Colen CG, Ramey DM, Browning CR. J. Quant. Criminol. 2016; 32(3): 397-426.

Affiliation

The Ohio State University, Dept of Sociology, 214 Townshend Hall, 1885 Neil Ave Mall, Columbus, OH 43210, Browning.90@osu.edu.

Copyright

(Copyright © 2016, Holtzbrinck Springer Nature Publishing Group)

DOI

10.1007/s10940-016-9284-y

PMID

27695160

Abstract

OBJECTIVES: The previous 25 years have witnessed remarkable upheavals in the social landscape of the United States. Two of the most notable trends have been dramatic declines in levels of crime as well as teen childbearing. Much remains unknown about the underlying conditions that might be driving these changes. More importantly, we do not know if the same distal factors that are responsible for the drop in the crime rate are similarly implicated in falling rates of teen births. We examine four overarching potential explanations: fluctuations in economic opportunity, shifting population demographics, differences in state-level policies, and changes in expectations regarding health and mortality.

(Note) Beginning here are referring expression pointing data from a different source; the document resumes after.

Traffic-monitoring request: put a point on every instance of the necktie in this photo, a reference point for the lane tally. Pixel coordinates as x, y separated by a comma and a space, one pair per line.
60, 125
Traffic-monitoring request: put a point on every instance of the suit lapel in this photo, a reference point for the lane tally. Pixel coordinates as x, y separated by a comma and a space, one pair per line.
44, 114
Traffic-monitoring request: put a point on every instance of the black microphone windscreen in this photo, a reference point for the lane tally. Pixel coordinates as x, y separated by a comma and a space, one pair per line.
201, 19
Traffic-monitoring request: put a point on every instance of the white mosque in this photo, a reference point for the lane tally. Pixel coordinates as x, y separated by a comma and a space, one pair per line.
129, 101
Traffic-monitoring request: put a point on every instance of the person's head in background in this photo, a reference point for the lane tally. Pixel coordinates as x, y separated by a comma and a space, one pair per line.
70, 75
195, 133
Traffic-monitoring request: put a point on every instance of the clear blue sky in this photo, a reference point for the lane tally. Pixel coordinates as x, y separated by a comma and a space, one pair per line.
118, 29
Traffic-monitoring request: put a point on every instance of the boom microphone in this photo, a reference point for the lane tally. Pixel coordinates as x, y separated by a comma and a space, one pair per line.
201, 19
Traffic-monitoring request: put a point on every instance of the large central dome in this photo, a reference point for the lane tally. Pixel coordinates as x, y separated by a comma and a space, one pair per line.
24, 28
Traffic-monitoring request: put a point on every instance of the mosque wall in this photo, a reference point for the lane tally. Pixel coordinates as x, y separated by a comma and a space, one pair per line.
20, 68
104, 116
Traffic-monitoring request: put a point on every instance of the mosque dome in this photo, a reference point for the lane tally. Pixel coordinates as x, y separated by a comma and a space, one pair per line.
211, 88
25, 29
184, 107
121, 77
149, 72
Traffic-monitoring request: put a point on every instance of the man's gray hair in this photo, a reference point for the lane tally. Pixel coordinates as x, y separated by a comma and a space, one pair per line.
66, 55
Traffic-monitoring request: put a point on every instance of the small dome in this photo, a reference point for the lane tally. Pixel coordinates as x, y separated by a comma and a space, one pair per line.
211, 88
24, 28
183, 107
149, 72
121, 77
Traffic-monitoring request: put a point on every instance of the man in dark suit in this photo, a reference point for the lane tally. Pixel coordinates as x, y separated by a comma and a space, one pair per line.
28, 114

METHODS: We combine state-specific data from existing secondary sources and model trajectories of violent crime, homicides, robberies, and teen fertility over a 20-year period from 1990 to 2010 using simultaneous fixed-effects regression models.

RESULTS: We find that 4 of the 21 predictors examined - growth in the service sector of the labor market, increasing racial diversity especially among Hispanics, escalating levels of migration, and the expansion of family planning services to low-income women - offer the most convincing explanations for why rates of violent crime and teen births have been steadily decreasing over time. Moreover, we are able to account for almost a quarter of the joint declines in violent crime and teen births.

CONCLUSIONS: Our conclusions underscore the far reaching effects that aggregate level demographic conditions and policies are likely to have on important social trends that might, at first glance, seem unrelated. Furthermore, the effects of policy efforts designed to target outcomes in one area are likely to spill over into other domains.